A biomimetic system to reconstitute and test the actomyosin-dependent mechanosensitive protein complexes

Abstract

Many biological processes are governed by mechanical cues. For example, during migration, cells sense and respond to the mechanical stress of their environment by remodeling their shape, dynamics and adhesion to the extracellular matrix (ECM). Focal adhesions (FAs) sense the force generated by the actomyosin cytoskeleton and respond by recruiting new actin binding proteins ( ABPs). Although up to date several mechanosensitive path­ways have been identified, the biochemical characterization of the individual mechanosensitive proteins is currently limited by the available techniques. We developed a microscopy assay, with the ABP talin immobilized in 5-μm-diameter discs, regularly spaced by 35 μm and micropatterned on a glass coverslip.
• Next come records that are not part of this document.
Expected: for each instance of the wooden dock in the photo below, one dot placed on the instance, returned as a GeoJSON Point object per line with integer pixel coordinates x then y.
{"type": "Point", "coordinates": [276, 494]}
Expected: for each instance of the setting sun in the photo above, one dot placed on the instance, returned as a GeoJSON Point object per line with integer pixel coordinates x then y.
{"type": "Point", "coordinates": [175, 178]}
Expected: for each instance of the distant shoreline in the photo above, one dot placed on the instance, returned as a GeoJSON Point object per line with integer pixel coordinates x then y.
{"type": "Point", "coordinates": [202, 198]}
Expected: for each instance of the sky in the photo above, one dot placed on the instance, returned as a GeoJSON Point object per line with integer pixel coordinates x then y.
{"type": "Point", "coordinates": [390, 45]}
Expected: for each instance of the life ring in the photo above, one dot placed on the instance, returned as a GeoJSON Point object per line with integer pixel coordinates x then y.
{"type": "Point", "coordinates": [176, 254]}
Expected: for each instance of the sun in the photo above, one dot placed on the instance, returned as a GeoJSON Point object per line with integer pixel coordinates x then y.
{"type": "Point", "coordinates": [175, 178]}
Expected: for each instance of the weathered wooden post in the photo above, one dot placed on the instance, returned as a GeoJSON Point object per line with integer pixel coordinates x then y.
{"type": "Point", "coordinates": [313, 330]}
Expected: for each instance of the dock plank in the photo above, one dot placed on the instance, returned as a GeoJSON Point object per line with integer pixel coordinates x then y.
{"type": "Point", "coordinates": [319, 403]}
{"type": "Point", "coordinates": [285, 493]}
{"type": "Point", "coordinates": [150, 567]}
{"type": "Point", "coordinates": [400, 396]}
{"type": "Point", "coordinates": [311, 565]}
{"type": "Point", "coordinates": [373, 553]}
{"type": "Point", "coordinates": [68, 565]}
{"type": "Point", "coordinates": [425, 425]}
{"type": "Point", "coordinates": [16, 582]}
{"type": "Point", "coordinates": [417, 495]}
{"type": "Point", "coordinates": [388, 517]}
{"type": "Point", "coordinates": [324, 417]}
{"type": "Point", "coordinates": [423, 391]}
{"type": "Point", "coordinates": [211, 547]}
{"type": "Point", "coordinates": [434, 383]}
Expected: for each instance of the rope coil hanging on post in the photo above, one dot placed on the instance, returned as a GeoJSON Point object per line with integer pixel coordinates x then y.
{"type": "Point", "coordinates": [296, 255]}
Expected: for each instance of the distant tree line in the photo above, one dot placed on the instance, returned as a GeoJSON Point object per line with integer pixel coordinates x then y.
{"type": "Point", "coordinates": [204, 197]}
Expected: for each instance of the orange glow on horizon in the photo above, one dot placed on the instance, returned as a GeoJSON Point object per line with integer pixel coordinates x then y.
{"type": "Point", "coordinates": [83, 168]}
The self-organized actomyosin network exerts force on ABP and in response talin reveals cryptic vinculin-binding sites (VBSs). Finally, we observed that the activation of vinculin by talin induces a positive feedback that strengthens the actin-talin-vinculin association. This biomimetic system and the activity of the fluorescent proteins are visualized by total internal refection fluorescence (TIRF) microscopy. This technique can be used to study the ABPs that sense and respond to the mechanical force generated by the actomyosin cytoskeleton in a variety of physiological and pathological processes or for screening pharmacological inhibitors of mechanosensitive protein interactions.